Spending on renewable sources like wind has overtaken coal and natural gas according to this study
Matt McGrath BBC 31 May 16;

New solar, wind and hydropower sources were added in 2015 at the fastest rate the world has yet seen, a study says.

Investments in renewables during the year were more than double the amount spent on new coal and gas-fired power plants, the Renewables Global Status Report found.

For the first time, emerging economies spent more than the rich on renewable power and fuels.

Over 8 million people are now working in renewable energy worldwide.

For a number of years, the global spend on renewables has been increasing and 2015 saw that arrive at a new peak according to the report.

Falling costs key

About 147 gigawatts (GW) of capacity was added in 2015, roughly equivalent to Africa's generating capacity from all sources.

China, the US, Japan, UK and India were the countries adding on the largest share of green power, despite the fact that fossil fuel prices have fallen significantly. The costs of renewables have also fallen, say the authors.

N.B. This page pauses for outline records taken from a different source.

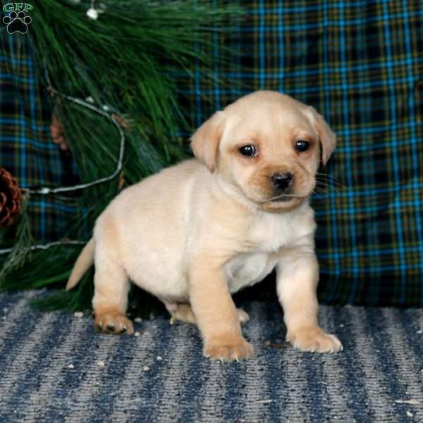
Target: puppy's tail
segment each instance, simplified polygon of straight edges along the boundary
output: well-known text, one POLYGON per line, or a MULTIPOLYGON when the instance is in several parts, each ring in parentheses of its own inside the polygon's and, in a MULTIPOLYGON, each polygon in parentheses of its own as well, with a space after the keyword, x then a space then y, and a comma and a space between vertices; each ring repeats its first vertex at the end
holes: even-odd
POLYGON ((80 279, 94 263, 94 240, 91 238, 81 251, 76 259, 72 273, 66 283, 66 290, 78 285, 80 279))

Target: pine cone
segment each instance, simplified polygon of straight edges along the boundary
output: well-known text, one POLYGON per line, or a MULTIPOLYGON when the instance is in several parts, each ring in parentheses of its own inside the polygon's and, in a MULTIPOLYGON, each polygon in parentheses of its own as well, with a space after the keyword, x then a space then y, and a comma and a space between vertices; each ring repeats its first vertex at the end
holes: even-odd
POLYGON ((0 168, 0 226, 8 226, 19 214, 22 194, 18 181, 4 168, 0 168))

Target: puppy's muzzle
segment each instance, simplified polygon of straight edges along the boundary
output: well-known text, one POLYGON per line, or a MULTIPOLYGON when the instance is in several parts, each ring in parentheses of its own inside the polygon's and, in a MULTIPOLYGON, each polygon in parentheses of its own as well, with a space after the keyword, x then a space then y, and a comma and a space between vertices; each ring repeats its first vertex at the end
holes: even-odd
POLYGON ((286 173, 274 173, 270 180, 274 185, 274 188, 277 192, 284 192, 288 188, 294 185, 294 176, 288 172, 286 173))

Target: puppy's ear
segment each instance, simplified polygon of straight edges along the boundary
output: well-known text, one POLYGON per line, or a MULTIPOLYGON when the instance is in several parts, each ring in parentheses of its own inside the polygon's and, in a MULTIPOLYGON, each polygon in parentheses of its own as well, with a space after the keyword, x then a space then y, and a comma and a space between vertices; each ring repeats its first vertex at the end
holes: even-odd
POLYGON ((194 155, 204 161, 212 173, 216 167, 216 156, 223 133, 225 120, 225 114, 216 111, 191 137, 191 149, 194 155))
POLYGON ((328 162, 331 154, 336 147, 336 135, 321 114, 317 113, 312 107, 309 107, 309 109, 312 112, 313 126, 319 134, 319 138, 321 144, 321 161, 324 165, 328 162))

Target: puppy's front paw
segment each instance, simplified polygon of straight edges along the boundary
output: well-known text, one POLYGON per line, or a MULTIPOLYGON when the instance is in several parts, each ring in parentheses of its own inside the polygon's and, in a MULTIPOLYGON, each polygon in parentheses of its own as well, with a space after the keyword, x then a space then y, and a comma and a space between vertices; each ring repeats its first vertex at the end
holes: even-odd
POLYGON ((233 361, 250 358, 253 353, 252 345, 242 336, 225 337, 209 340, 204 348, 204 355, 212 360, 233 361))
POLYGON ((337 352, 343 349, 341 341, 335 335, 326 333, 319 326, 300 328, 288 332, 286 341, 290 342, 294 348, 301 351, 337 352))
POLYGON ((118 312, 96 313, 94 329, 103 333, 132 335, 134 333, 132 321, 118 312))

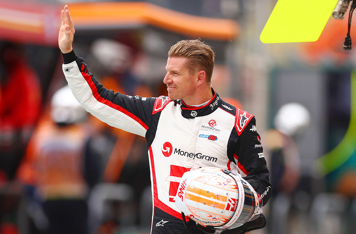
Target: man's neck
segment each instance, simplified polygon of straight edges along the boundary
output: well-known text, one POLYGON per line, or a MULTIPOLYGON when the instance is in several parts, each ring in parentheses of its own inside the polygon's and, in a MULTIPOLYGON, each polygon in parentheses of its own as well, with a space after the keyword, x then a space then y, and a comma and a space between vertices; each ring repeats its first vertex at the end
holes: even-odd
POLYGON ((205 88, 202 92, 197 92, 194 95, 186 97, 183 100, 188 105, 200 105, 210 100, 213 97, 214 95, 211 92, 211 88, 209 86, 205 88))

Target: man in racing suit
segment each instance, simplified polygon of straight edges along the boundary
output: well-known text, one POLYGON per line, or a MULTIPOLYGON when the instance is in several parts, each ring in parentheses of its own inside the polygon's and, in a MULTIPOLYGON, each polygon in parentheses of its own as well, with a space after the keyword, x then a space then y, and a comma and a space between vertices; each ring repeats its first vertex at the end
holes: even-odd
POLYGON ((170 56, 163 80, 168 97, 127 96, 105 88, 89 72, 72 47, 74 31, 67 6, 62 16, 58 43, 63 72, 77 99, 109 125, 146 138, 153 202, 152 233, 187 233, 174 197, 182 175, 191 169, 236 170, 267 203, 271 185, 256 120, 223 101, 211 87, 214 55, 210 47, 197 40, 177 43, 211 51, 210 74, 202 70, 192 75, 187 58, 170 56))

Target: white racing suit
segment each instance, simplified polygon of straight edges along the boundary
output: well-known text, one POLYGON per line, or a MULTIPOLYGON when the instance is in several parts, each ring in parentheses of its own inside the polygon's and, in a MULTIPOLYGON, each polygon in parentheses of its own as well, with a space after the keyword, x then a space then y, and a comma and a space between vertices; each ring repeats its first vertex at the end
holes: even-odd
MULTIPOLYGON (((77 99, 109 125, 146 138, 153 199, 152 233, 187 233, 174 205, 182 175, 216 167, 238 170, 265 204, 271 196, 269 172, 254 116, 224 102, 212 88, 203 106, 168 97, 129 96, 108 90, 74 51, 63 54, 63 72, 77 99)), ((143 176, 144 176, 143 175, 143 176)))

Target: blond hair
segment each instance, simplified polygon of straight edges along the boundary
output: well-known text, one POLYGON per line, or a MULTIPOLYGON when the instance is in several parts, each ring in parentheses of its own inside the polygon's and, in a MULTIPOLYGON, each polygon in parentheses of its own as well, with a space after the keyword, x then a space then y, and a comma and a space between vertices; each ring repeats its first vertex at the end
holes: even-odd
POLYGON ((206 81, 210 83, 215 55, 210 46, 199 39, 184 40, 178 42, 171 47, 168 56, 187 58, 187 65, 190 74, 204 71, 206 81))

"The fact that we had 147GW of capacity, mainly of wind and solar is a clear indication that these technologies are cost competitive (with fossil fuels)," said Christine Lins, who is executive secretary of REN21, an international body made up of energy experts, government representatives and NGOs, who produced the report.

"They are the preference for many countries and more and more utilities and investors and that is a very positive signal."
Investment in renewables reached $286bn worldwide in 2015.

With China accounting for more than one-third of the global total, the developing countries outspent the richer nations on renewables for the first time.

When measured against a country's GDP, the biggest investors were small countries like Mauritania, Honduras, Uruguay and Jamaica.
"It clearly shows that the costs have come down so much that the emerging economies are now really focussing on renewables," said Christine Lins.

"They are the ones with the biggest increases in energy demand, and the fact that we had this turning point really shows the business case - and that is really a remarkable development."

The UK's high position in the global renewables table may come as a surprise to some as there have been a series of substantial cuts to green subsidies over the past year. The UK's solar industry saw tariff support tumble by over 60% last December.

Despite a significant fall off in European investment in renewables, down around 21%, green power is now the leading source of electricity, providing 44% of total EU capacity in 2015.

The authors say that while the Paris Climate Agreement came after this report was compiled, the fact that countries were getting serious about rising temperatures has already been reflected, to some degree, in their investments. As of early 2016, 173 nations had renewable energy targets in place.

It's not just nations that are taking big steps towards a greener future. In the US, some 154 companies employing 11 million people have committed to 100% renewable energy.

Traffic jam

However there are still some areas that are proving resistant to green energy such as transport and heating and cooling. The low price of oil has contributed to the lack of uptake for renewables in these sectors.

Despite these holdups, the authors are in no doubt as to the direction of travel.

"I've been working in this sector for 20 years and the economic case is now fully there," said Christine Lins.

"The renewables industry is not just dependant on a couple of markets but it has turned into a truly global one with markets everywhere and that is really encouraging."

"The best is yet to come," she told BBC News.